El baño desde la óptica del depósito
Cierro desde el punto de vista del depósito. La renovación del baño tiene que respetar dos líneas: una, todo sin taladro ni clavos — que todo el almacenaje vaya con barra extensible, ventosa o adhesivo removible, y nada de perforar el azulejo (atravesar la capa impermeable es un problema grave). Dos, distinguir entre «limpieza» y «daño»: el moho superficial de la silicona y las juntas suele ser responsabilidad de limpieza tuya, y antes de salir lo quitas con antimoho; pero la humedad estructural que atraviesa el muro y la silicona que se despega entera y gotea son problemas del propio edificio, que debes fotografiar, avisar por escrito al casero y dejar por escrito, y no taparlos tú comprando silicona — no tapas el origen y encima puedes enredar el «¿lo rompiste tú o no?». Ojo, que las normas cambian según la zona: consulta tu contrato, porque quién asume cada cosa varía de un sitio a otro. Respeta esas dos líneas y el baño no se convertirá en la zona cero de los descuentos al salir. La frontera completa de la responsabilidad del depósito está en defender el depósito.
Preguntas frecuentes
Si sale moho en las juntas o la silicona del baño, ¿me descuentan del depósito al salir?
Casi siempre se considera responsabilidad de limpieza, no un daño. El moho negro sobre las juntas y la silicona, mientras no venga de una filtración estructural, suele entrar en el terreno de «esto lo tienes que dejar limpio»: antes de salir lo quitas con un antimoho de baño o lejía diluida y listo. Lo que sí es del casero es la humedad estructural que atraviesa el muro y la silicona que se despega entera y deja pasar agua: eso hay que fotografiarlo y avisarlo por escrito, no taparlo tú. Distingue entre «moho superficial» y «filtración estructural» y la responsabilidad queda clara.
El baño no tiene mampara ni separación, y el suelo está siempre mojado. ¿Qué hago?
Lo que mejor funciona es hacer tres cosas a la vez: cuelga una cortina de ducha para cerrar la zona de la ducha y frenar la mayor parte del agua que salpica; al terminar, pasa una rasqueta de goma para arrastrar el agua del suelo y las paredes hacia el sumidero, que la superficie se seca antes y el moho crece más despacio; y pon una alfombrilla de secado rápido para pisar. La clave a largo plazo sigue siendo la ventilación: al salir de la ducha, abre la puerta o la ventana y enciende el extractor, no dejes la humedad encerrada. Todo esto es sin obras y te lo llevas al mudarte.
Las ventosas y los estantes sin taladro, ¿se caen todo el rato con la humedad del baño?

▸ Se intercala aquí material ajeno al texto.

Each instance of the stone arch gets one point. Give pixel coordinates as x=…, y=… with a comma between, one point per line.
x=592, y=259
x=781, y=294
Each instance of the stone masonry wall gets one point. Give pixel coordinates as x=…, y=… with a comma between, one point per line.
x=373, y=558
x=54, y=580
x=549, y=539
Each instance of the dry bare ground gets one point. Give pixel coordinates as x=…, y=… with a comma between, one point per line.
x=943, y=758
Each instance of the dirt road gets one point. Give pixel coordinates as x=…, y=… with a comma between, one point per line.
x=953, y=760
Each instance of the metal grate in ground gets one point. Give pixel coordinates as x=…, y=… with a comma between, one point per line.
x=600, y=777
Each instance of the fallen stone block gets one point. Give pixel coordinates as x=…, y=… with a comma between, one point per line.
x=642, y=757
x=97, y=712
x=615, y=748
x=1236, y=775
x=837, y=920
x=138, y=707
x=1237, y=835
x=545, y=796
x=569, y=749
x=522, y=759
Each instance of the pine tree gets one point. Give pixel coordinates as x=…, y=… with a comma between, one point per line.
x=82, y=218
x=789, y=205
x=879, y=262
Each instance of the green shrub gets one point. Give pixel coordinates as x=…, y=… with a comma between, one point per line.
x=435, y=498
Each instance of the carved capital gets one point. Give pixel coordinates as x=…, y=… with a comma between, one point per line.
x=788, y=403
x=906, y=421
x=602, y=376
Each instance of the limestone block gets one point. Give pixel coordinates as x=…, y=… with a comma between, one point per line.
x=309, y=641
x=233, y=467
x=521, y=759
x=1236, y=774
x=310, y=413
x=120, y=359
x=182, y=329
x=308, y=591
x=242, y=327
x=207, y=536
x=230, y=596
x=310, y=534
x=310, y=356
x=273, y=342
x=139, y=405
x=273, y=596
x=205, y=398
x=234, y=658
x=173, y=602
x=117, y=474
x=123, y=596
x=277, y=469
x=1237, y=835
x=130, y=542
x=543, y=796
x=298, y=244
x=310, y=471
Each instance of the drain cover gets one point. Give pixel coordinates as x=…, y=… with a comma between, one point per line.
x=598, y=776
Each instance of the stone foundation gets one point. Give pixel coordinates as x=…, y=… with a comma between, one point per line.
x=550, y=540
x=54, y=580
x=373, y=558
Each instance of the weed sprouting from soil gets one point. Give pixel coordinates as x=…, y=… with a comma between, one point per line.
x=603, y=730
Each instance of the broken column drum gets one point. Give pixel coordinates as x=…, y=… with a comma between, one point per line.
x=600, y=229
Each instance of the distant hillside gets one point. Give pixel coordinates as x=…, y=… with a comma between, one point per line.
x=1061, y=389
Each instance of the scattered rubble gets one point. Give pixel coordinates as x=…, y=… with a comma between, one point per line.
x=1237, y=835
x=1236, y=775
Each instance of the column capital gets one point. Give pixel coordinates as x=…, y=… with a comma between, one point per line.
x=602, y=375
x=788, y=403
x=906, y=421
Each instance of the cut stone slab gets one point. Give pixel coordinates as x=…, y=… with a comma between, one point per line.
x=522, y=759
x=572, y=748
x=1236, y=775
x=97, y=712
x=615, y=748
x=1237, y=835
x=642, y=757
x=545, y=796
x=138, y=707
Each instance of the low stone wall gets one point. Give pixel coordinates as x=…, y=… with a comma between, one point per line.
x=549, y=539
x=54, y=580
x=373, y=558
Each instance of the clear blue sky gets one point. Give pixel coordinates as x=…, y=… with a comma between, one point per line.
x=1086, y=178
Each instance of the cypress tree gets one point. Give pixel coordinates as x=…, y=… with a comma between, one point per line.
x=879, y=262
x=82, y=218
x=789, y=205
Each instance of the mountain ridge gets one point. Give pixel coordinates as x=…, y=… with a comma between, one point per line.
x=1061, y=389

Que se caigan o no depende de dónde los pegues. La ventosa solo agarra en una superficie «completamente lisa»: azulejo plano, vidrio o espejo; pegada a una junta, a un azulejo mate o a la silicona, se cae seguro. Los modelos de adhesivo removible aguantan más peso que la ventosa, pero elige la serie resistente al agua y pégalos en un azulejo liso y seco, tras limpiar y secar bien la superficie antes. Si respetas la regla de «superficie lisa y seca», el almacenaje sin taladro también aguanta mucho tiempo en el baño.